Facebook’s growth - approaching #1. What’s next?

Filed under: About Facebook — by karel at 11:04 am on Thursday, October 4, 2007

Never before has an internet site grown as the Facebook. Never. On June 6th, just 4 months ago, I predicted that within a year FB would be larger than myspace, and though this was in no way obvious then, it is now on track to happen before the end of 2007. FB’s global reach, at 4.5% today, is about 1 percentage point under myspace.
2nd, going on 1st.

Interestingly just this week for the first time, FB’s proportion of vistors from U.S.+Canada+U.K. slipped under 50%, which is still the highest proportion at any SN. The world is now growing faster than the core, since growth in all segments is very strong and the world has a relatively smaller installed base.

Sites come and go, so what will FB do over the next 2-3 years to become the single largest internet destination?

  1. Roll-your-own networks and/or organize your friends. We’ve seen public evidence that FB is planning friend lists, and the questions are only whether those will be public or private (my friends for X vs. a group of friends that is X network) and how well they will integrate with other API features.
  2. International.
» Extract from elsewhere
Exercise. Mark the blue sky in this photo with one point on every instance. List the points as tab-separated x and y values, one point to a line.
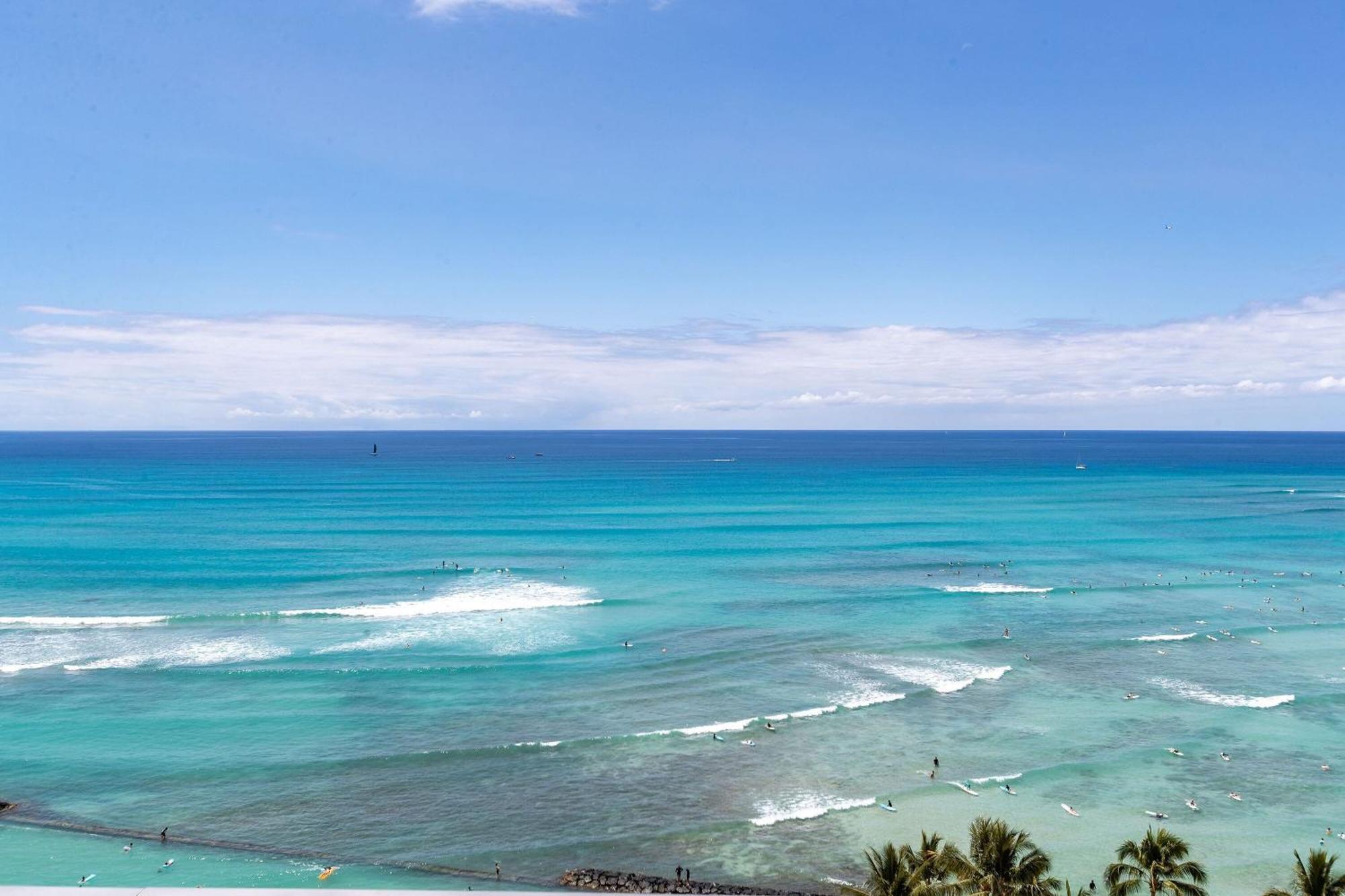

Fortunately FB is built on php and mysql, which are naturally multi-byte. Just in japan/korea/china, this could easily double site traffic.
  3. Marketplace coming to its potential. Wouldn’t you rather buy from someone you know? The scale of use vastly exceeds any other classifieds engine including craigslist, and the specificity of targeting and grouping is unmatchable.
  4. A truly relevant feed. Right now only 10% of what is in my feed is interesting to me, but this is a only a very difficult relevance tuning problem, since less than 1% of my news makes it into my feed. What if this rose to 50% and I had visibility into as much of it as I wanted to see?
  5. Full communication: a full featured messaging system, integrated teleconferencing and voice, easy IM, organized broadcasting through feed and notifications.
  6. The FB ad platform, leveraging both the profile information, ultimate targetting and segmentation, and scale of a quarter billion members, will be offered as the preferred model for monetization of FB apps.
  7. Multiple profiles per account, multi-page profiles, and public/private/target specific views. It can’t all fit in one view, and when FB solves this in several years, they will again double page views, and solve that many more use cases.

(note: i have no insider information about any of this.. i’ve just been watching and using heavily.)

And when they get around to it, they will monetize, and I praise Zuck for making the battle against irrelevant, annoying ads an essential characteristic of FB. Any perceived revenue problem just shows a severe lack of imagination.

Certainly myspace, google and yahoo are following furiously and hundreds of startups are seeking the next paradigm shift. The next super site will probably grow more quickly than even FB did, leveraging the viral tools of all SNs. So we can just know that the pace of internet innovation - more people, more devices, more real tools and solutions, more fun and imagination - will only continue to increase.